Rugby thrust into doping cloud

2013-05-30 21:10
Laurent Benezech (Gallo Images)

SA's biggest rugby fans

2013-06-05 21:00

Pictures of the biggest rugby fans in SA wearing their team's shirt proudly.

Paris - Former France prop Laurent Benezech continued to make controversial claims about doping in rugby on Thursday by telling the French Senate he believes he was given illegal substances during the 1995 World Cup.

Last month Benezech claimed doping in rugby was as bad as in cycling and that those involved in running the sport were turning a blind eye to it, in much the same way as cycling had prior to the Festina scandal in 1998.

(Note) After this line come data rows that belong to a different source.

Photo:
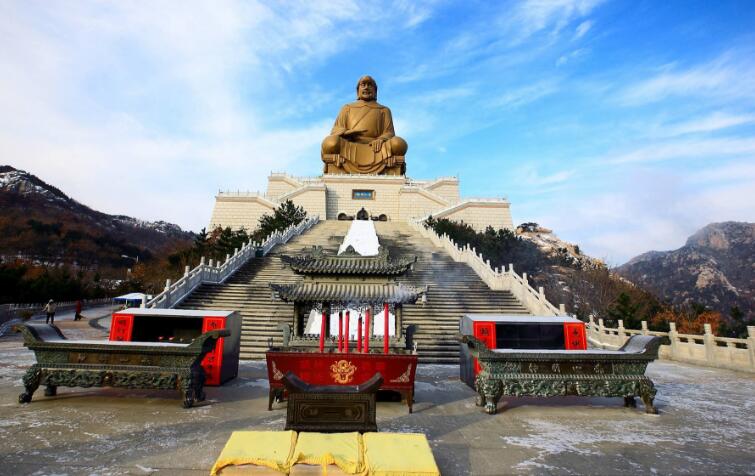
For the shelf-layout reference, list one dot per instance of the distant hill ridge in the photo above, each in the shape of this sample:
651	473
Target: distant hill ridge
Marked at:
41	222
715	268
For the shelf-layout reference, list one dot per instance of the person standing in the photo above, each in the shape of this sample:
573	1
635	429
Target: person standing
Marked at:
77	316
49	309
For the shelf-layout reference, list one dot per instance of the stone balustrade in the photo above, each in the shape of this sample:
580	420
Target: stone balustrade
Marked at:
216	272
498	279
706	349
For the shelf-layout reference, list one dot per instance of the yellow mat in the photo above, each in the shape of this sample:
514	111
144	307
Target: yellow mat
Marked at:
341	449
272	449
394	454
374	454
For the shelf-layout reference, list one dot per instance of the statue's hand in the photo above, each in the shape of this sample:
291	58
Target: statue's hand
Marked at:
352	132
377	144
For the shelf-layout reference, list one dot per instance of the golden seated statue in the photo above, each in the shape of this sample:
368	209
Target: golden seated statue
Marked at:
363	140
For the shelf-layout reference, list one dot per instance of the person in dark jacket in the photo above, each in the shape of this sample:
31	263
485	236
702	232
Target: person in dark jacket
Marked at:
49	309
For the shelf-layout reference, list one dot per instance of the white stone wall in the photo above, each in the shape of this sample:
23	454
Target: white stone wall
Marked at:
312	200
278	185
399	198
448	189
386	196
414	204
480	215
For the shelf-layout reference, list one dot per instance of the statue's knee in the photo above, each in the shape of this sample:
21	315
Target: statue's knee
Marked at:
330	145
398	146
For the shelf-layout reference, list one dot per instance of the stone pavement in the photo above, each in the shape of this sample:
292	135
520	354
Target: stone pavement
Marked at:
706	425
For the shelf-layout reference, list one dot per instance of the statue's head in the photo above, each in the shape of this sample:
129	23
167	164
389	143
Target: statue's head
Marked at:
367	89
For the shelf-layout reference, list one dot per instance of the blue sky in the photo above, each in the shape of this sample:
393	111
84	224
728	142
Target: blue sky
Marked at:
623	125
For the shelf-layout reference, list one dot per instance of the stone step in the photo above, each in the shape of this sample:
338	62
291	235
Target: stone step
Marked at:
453	290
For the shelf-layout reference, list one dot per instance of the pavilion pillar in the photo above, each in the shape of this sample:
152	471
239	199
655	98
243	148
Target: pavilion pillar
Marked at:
367	330
298	326
399	312
326	309
386	330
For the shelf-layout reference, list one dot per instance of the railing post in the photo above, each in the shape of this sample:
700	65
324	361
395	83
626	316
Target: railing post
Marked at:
167	294
710	344
673	337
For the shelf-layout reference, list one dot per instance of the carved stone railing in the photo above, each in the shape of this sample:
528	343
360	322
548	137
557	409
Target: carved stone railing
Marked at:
705	349
498	279
217	272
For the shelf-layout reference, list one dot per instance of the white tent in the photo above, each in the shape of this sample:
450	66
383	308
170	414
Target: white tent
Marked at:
130	297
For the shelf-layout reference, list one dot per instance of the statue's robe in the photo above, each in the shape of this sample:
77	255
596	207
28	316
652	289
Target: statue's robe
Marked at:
356	154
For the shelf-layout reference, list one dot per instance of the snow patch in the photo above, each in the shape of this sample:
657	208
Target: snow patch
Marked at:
362	237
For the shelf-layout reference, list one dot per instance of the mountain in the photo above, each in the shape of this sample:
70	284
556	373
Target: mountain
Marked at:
41	223
715	268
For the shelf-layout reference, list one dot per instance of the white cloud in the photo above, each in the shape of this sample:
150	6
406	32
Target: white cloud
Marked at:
582	29
529	177
710	123
524	95
726	77
686	149
533	16
566	58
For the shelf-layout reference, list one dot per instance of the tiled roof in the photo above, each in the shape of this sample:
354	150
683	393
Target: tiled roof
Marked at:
349	262
361	293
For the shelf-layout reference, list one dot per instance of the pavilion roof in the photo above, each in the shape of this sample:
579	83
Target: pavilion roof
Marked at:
349	262
349	293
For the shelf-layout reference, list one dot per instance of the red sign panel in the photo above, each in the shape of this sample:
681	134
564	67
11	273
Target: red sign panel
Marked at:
212	361
485	332
398	370
574	336
121	326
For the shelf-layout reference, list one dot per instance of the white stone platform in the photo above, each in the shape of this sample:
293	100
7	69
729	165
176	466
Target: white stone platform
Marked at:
399	198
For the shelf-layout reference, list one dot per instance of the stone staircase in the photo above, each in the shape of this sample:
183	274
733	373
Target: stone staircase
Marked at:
454	289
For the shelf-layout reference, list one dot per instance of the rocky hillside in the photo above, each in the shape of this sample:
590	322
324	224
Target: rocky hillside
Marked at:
715	267
557	249
41	223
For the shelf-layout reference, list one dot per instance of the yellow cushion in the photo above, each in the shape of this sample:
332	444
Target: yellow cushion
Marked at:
394	454
272	449
341	449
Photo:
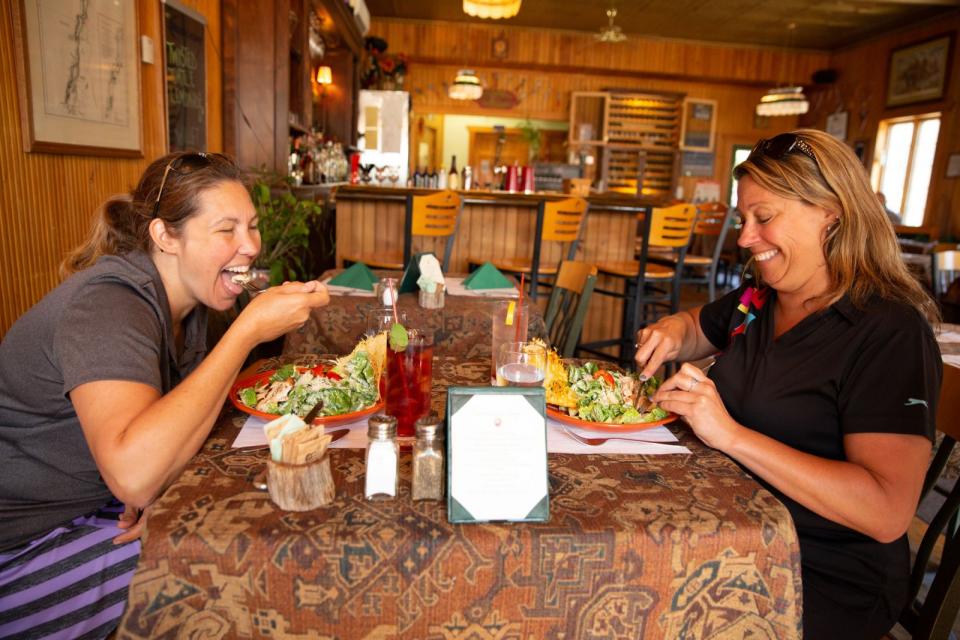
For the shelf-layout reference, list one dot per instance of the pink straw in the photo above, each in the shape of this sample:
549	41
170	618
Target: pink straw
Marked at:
519	317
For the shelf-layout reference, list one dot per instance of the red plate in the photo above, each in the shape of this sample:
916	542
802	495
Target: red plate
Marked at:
606	427
328	421
561	415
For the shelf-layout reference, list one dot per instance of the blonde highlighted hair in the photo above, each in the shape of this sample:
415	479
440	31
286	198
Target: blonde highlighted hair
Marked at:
862	254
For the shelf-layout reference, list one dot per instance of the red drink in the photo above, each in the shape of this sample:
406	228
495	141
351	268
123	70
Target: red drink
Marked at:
409	379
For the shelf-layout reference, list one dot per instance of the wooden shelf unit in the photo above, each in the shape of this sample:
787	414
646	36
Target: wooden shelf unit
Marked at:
636	137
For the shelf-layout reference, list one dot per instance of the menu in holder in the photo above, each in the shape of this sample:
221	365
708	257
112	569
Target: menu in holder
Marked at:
497	454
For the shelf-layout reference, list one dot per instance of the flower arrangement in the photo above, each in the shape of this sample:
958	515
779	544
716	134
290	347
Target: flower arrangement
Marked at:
382	70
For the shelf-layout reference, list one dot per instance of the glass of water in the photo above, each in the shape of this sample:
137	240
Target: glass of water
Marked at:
521	364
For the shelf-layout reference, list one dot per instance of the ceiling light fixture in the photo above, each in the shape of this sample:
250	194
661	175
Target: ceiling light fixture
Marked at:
493	9
466	86
784	100
612	32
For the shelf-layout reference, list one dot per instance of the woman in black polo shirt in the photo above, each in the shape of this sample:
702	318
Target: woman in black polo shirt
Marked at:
827	376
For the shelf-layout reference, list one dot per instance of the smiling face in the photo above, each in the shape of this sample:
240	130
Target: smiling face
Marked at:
220	240
785	238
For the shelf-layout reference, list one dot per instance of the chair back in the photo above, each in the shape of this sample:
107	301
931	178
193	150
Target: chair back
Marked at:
935	615
671	227
560	221
435	215
568	304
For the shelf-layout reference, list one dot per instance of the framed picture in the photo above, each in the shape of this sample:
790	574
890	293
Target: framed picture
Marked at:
78	76
699	124
918	72
837	125
184	61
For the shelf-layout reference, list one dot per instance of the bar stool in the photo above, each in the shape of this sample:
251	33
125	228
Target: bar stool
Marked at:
559	221
713	222
568	304
652	283
436	215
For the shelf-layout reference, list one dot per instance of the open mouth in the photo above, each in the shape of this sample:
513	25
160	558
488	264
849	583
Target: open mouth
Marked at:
766	255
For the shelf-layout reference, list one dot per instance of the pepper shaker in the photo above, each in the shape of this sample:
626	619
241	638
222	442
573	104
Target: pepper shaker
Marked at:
428	459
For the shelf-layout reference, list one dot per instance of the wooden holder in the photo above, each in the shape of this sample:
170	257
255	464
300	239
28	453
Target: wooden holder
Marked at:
300	487
432	300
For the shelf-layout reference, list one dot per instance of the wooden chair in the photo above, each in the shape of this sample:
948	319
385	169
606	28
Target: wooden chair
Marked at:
709	234
560	221
568	304
436	215
652	283
935	615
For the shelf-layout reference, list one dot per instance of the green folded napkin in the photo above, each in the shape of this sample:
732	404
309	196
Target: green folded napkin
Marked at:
487	277
357	276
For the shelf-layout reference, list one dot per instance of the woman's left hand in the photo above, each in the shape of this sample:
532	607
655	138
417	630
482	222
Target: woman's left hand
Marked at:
132	520
692	395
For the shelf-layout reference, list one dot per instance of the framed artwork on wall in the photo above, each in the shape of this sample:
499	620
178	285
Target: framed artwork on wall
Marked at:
699	124
919	72
78	76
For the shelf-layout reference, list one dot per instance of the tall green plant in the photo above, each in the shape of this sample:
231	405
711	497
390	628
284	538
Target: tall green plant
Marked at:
285	223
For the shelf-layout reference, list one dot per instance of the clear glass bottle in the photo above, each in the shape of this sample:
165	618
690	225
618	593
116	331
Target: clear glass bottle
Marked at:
383	454
428	472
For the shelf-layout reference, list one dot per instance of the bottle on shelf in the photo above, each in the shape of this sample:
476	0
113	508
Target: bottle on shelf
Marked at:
453	177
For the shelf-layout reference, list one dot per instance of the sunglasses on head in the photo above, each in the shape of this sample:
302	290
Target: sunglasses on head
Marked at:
185	165
779	146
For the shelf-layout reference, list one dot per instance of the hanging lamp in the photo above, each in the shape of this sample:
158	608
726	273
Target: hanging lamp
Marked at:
784	100
466	86
493	9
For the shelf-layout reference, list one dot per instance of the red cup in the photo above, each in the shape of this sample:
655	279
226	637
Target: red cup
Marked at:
512	183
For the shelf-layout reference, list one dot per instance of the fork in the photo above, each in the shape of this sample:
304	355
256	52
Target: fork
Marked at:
596	442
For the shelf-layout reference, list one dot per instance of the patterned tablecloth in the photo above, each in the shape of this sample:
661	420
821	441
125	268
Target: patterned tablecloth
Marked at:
637	547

Now, in his latest broadside against the cleanliness of rugby, Benezech said he had a strong inclination that he was given doping products during the 1995 World Cup in South Africa, where France reached the semi-finals before losing narrowly to the hosts.

"I have a strong belief that during that period I was given cortisone," Benezech told an inquiry into the fight against doping in sport.

The former Toulouse and Racing Metro front-ranker said it was while being treated with cortisone for a retinal detachment in 1999 that he worked out he'd already been given that substance once before, at the 1995 World Cup.

"I discovered a certain physical euphoria, I didn't feel tired any more... That feeling reminded me that I'd had it once before at a specific time in my career," he said.

Benezech also claimed that the culpability went right to the top.

"The French team had a doctor who was Marc Bichon and a manager who was Pierre Berbizier.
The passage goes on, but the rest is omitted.